CogComp / cogcomp-nlp

CogComp's Natural Language Processing Libraries and Demos: Modules include lemmatizer, ner, pos, prep-srl, quantifier, question type, relation-extraction, similarity, temporal normalizer, tokenizer, transliteration, verb-sense, and more.
http://nlp.cogcomp.org/
Other
470 stars 142 forks source link

duplicate files in md #580

Closed mssammon closed 6 years ago

mssammon commented 6 years ago

These are apparently duplicates or replications of files in other modules ('external', 'corpusreaders', and 'tokenizer').

If they are duplicates, replace them.
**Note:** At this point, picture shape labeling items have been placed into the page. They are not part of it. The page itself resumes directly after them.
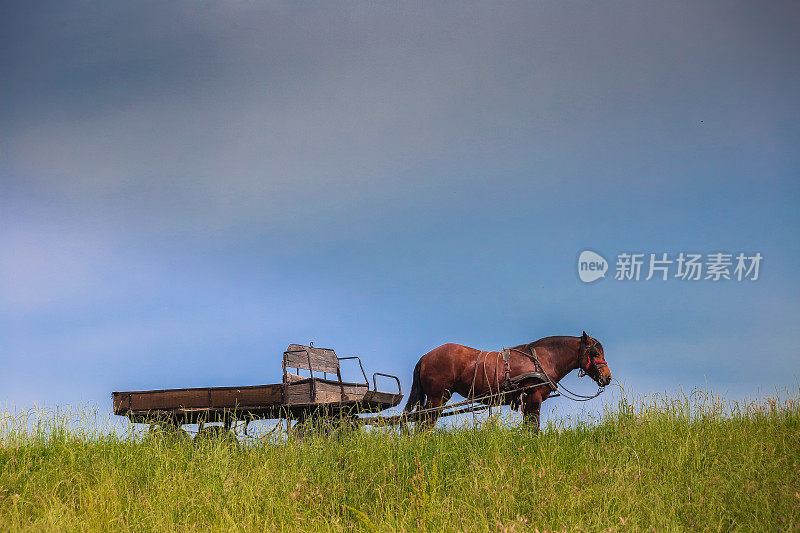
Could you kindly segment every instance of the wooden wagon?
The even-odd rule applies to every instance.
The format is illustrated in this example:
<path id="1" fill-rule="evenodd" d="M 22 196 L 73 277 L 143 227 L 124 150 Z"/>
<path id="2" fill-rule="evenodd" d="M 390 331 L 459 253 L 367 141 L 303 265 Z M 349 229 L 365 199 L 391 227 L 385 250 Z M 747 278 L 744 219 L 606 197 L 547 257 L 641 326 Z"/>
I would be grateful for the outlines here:
<path id="1" fill-rule="evenodd" d="M 355 360 L 363 382 L 342 380 L 340 362 Z M 308 375 L 301 375 L 301 372 Z M 376 378 L 397 382 L 397 392 L 382 392 Z M 237 421 L 247 424 L 260 419 L 298 420 L 301 431 L 314 420 L 353 419 L 360 413 L 376 413 L 394 407 L 403 398 L 396 376 L 375 372 L 370 388 L 358 357 L 338 357 L 334 350 L 290 344 L 283 352 L 283 380 L 269 385 L 242 387 L 197 387 L 113 392 L 114 414 L 151 427 L 177 429 L 199 424 L 198 436 L 228 432 Z M 221 422 L 221 426 L 209 423 Z"/>

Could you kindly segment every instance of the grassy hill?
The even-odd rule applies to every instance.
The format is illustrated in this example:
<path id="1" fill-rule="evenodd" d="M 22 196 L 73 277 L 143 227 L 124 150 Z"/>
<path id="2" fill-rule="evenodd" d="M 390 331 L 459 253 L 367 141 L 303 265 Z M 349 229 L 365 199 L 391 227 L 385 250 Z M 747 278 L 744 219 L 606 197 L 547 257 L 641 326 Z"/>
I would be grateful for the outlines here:
<path id="1" fill-rule="evenodd" d="M 800 403 L 620 402 L 507 421 L 236 447 L 0 421 L 0 529 L 800 530 Z"/>

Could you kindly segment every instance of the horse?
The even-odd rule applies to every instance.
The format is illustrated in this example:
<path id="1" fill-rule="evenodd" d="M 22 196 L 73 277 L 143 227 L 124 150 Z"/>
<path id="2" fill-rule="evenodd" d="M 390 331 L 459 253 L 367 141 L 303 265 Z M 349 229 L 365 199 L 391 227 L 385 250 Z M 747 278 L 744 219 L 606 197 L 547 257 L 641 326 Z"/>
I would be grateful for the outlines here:
<path id="1" fill-rule="evenodd" d="M 504 352 L 443 344 L 423 355 L 414 367 L 411 392 L 403 412 L 432 409 L 422 414 L 423 424 L 432 427 L 453 393 L 467 399 L 492 395 L 480 401 L 521 407 L 523 421 L 538 431 L 542 402 L 556 390 L 556 384 L 564 376 L 576 369 L 600 387 L 611 383 L 603 346 L 585 331 L 580 337 L 544 337 Z M 542 381 L 542 386 L 525 389 Z"/>

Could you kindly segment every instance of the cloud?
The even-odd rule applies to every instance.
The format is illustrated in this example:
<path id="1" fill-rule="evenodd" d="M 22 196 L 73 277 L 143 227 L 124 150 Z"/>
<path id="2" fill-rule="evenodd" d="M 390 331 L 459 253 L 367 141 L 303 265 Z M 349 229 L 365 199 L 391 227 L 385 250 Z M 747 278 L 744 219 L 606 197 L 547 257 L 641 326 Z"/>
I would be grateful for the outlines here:
<path id="1" fill-rule="evenodd" d="M 715 94 L 758 95 L 756 82 L 730 85 L 736 69 L 720 63 L 760 64 L 770 48 L 758 24 L 743 30 L 733 7 L 623 11 L 23 12 L 9 28 L 4 179 L 131 230 L 202 232 L 281 223 L 298 205 L 323 220 L 405 207 L 476 180 L 484 191 L 614 181 L 585 165 L 619 165 L 604 152 L 635 139 L 680 142 L 682 122 L 701 115 L 708 129 L 741 131 L 710 119 L 732 112 Z M 761 40 L 743 46 L 742 31 Z M 647 144 L 631 161 L 660 157 Z"/>

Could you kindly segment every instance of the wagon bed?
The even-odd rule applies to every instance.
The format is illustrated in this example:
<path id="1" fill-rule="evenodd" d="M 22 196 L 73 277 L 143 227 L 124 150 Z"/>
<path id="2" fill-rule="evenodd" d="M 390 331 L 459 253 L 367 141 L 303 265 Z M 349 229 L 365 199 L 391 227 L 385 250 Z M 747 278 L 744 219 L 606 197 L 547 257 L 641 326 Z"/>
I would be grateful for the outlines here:
<path id="1" fill-rule="evenodd" d="M 358 361 L 364 382 L 341 379 L 339 362 Z M 296 369 L 298 373 L 290 372 Z M 301 376 L 306 370 L 309 376 Z M 316 375 L 315 375 L 316 373 Z M 322 374 L 320 377 L 319 374 Z M 331 377 L 329 378 L 328 375 Z M 333 379 L 335 376 L 336 379 Z M 394 379 L 397 393 L 377 389 L 377 376 Z M 113 392 L 114 414 L 132 422 L 192 424 L 198 422 L 303 419 L 355 416 L 394 407 L 403 398 L 396 376 L 376 372 L 370 389 L 358 357 L 336 356 L 332 349 L 291 344 L 283 354 L 283 382 L 240 387 L 196 387 Z"/>

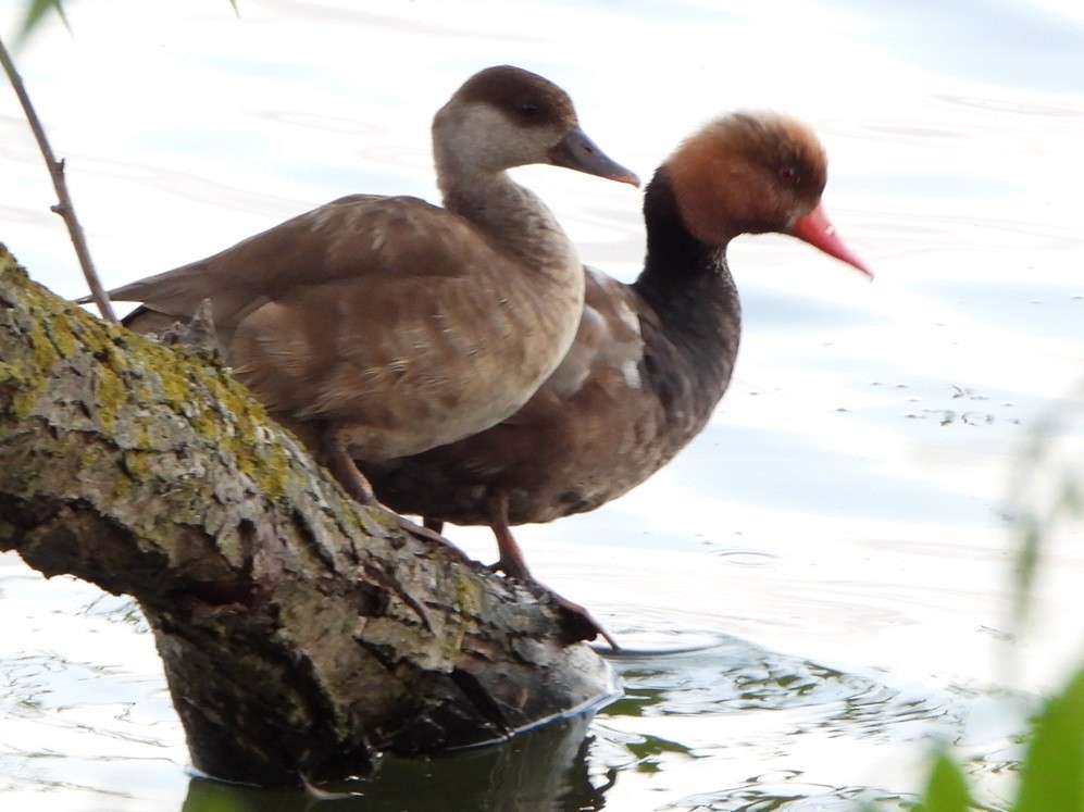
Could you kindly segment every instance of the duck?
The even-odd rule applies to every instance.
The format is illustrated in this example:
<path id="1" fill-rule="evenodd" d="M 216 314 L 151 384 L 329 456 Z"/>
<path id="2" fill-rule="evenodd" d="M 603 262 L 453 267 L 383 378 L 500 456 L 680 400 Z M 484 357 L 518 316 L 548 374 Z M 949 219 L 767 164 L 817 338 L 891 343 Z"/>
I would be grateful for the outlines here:
<path id="1" fill-rule="evenodd" d="M 511 65 L 470 77 L 433 120 L 443 208 L 351 195 L 213 257 L 109 291 L 159 333 L 209 302 L 219 350 L 357 500 L 354 463 L 476 435 L 561 362 L 584 274 L 555 215 L 508 170 L 550 164 L 638 186 L 569 95 Z"/>
<path id="2" fill-rule="evenodd" d="M 586 267 L 575 339 L 531 400 L 481 434 L 362 465 L 378 499 L 437 533 L 446 522 L 488 525 L 494 569 L 534 580 L 511 526 L 627 492 L 691 441 L 722 399 L 742 334 L 732 240 L 792 235 L 872 279 L 825 214 L 826 180 L 824 149 L 802 122 L 744 111 L 705 125 L 645 189 L 636 280 Z M 618 648 L 583 607 L 555 597 Z"/>

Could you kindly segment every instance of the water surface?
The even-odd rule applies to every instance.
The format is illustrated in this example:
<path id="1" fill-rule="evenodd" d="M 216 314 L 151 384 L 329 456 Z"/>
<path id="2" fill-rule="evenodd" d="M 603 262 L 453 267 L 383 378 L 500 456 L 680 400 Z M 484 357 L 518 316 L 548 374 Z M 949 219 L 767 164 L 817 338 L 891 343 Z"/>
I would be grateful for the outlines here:
<path id="1" fill-rule="evenodd" d="M 0 0 L 0 30 L 18 3 Z M 1084 17 L 1069 3 L 415 0 L 76 3 L 18 62 L 110 284 L 354 191 L 436 199 L 433 111 L 513 62 L 568 88 L 641 176 L 743 107 L 808 120 L 864 284 L 784 237 L 731 250 L 731 391 L 672 465 L 520 537 L 539 577 L 633 649 L 587 725 L 389 759 L 344 809 L 906 808 L 957 742 L 1002 809 L 1014 736 L 1082 654 L 1080 533 L 1037 622 L 1009 617 L 1011 472 L 1084 378 Z M 0 239 L 83 291 L 25 123 L 0 93 Z M 632 189 L 518 173 L 583 255 L 631 279 Z M 1062 442 L 1080 450 L 1080 433 Z M 1077 444 L 1072 446 L 1071 444 Z M 1066 452 L 1068 455 L 1076 451 Z M 483 560 L 488 534 L 449 535 Z M 307 809 L 194 778 L 145 625 L 122 598 L 0 558 L 0 801 L 55 810 Z M 636 653 L 636 651 L 640 653 Z M 187 801 L 186 801 L 187 799 Z"/>

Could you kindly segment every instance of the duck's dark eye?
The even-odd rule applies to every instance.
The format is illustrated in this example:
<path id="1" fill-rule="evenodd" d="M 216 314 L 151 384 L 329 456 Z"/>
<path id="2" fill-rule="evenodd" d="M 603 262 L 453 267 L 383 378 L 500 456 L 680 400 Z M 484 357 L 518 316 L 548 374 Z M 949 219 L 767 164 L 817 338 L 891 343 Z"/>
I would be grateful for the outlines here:
<path id="1" fill-rule="evenodd" d="M 801 180 L 801 173 L 797 166 L 780 166 L 780 180 L 790 186 L 796 186 Z"/>

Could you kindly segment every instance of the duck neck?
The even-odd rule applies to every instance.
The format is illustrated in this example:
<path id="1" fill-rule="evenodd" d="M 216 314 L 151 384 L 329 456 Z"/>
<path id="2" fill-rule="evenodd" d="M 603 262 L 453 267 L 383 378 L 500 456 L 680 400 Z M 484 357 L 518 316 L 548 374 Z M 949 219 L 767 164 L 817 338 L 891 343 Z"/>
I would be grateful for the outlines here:
<path id="1" fill-rule="evenodd" d="M 740 337 L 740 304 L 726 247 L 694 237 L 677 209 L 665 167 L 644 196 L 647 257 L 634 283 L 659 316 L 687 373 L 714 405 L 730 380 Z"/>
<path id="2" fill-rule="evenodd" d="M 582 273 L 552 212 L 507 172 L 465 172 L 438 160 L 437 185 L 445 208 L 478 226 L 502 251 L 541 273 Z"/>

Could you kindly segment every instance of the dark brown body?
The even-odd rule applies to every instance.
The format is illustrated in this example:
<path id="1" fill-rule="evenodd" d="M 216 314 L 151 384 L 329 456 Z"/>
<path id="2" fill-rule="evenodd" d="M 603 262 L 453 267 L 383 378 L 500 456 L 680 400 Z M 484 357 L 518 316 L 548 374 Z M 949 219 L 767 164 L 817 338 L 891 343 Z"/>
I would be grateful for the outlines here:
<path id="1" fill-rule="evenodd" d="M 645 200 L 647 266 L 633 285 L 587 272 L 584 316 L 558 371 L 511 417 L 416 457 L 363 466 L 394 510 L 510 524 L 593 510 L 665 465 L 726 389 L 740 335 L 722 249 L 683 227 L 662 173 Z"/>

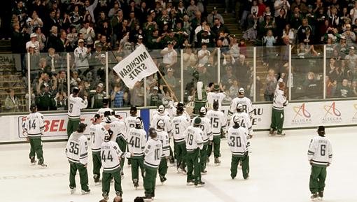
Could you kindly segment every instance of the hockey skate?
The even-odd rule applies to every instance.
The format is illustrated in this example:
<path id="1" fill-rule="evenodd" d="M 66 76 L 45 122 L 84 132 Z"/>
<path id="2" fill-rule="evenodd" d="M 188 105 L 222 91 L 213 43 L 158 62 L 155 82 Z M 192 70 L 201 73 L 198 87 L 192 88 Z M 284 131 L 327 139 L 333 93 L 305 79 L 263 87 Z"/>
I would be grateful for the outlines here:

If they are modified versions, unify them.

https://github.com/CogComp/cogcomp-nlp/blob/master/md/src/main/java/edu/illinois/cs/cogcomp/pipeline/handlers/StanfordTrueCaseHandler.java

https://github.com/CogComp/cogcomp-nlp/blob/master/md/src/main/java/edu/illinois/cs/cogcomp/nlp/corpusreaders/ACEReader.java

https://github.com/CogComp/cogcomp-nlp/blob/master/md/src/main/java/edu/illinois/cs/cogcomp/nlp/tokenizer/TokenizerStateMachine.java

Slash0BZ commented 6 years ago

Ok I will handle it

Slash0BZ commented 6 years ago

For ACE reader: I think I have to keep this version unless 1) we merge the true-cased ACEReader into corpusreader 2) we discard true-casing in both MD and RE @danyaljj We don't want the true-cased ACEReader in corpusreader right?

danyaljj commented 6 years ago

We don't want the true-cased ACEReader in corpusreader

True. is it possible to make it a class that extends the ACEReader of corpusreader and overrides the method that uses the true-caser? Also, if you change the name it would reduce the confusion. (For example ACEReaderWithTrueCaseFixer). An alternative method is to write a function that given TextAnnotation with messed up casing, it fixes the casing and creates a new TextAnnotation. This was you can reuse the ACEReader of corpusreaders.

mssammon commented 6 years ago

I really like the idea of a truecaser function...

Slash0BZ commented 6 years ago

I will first try to extent the class. I think it should work.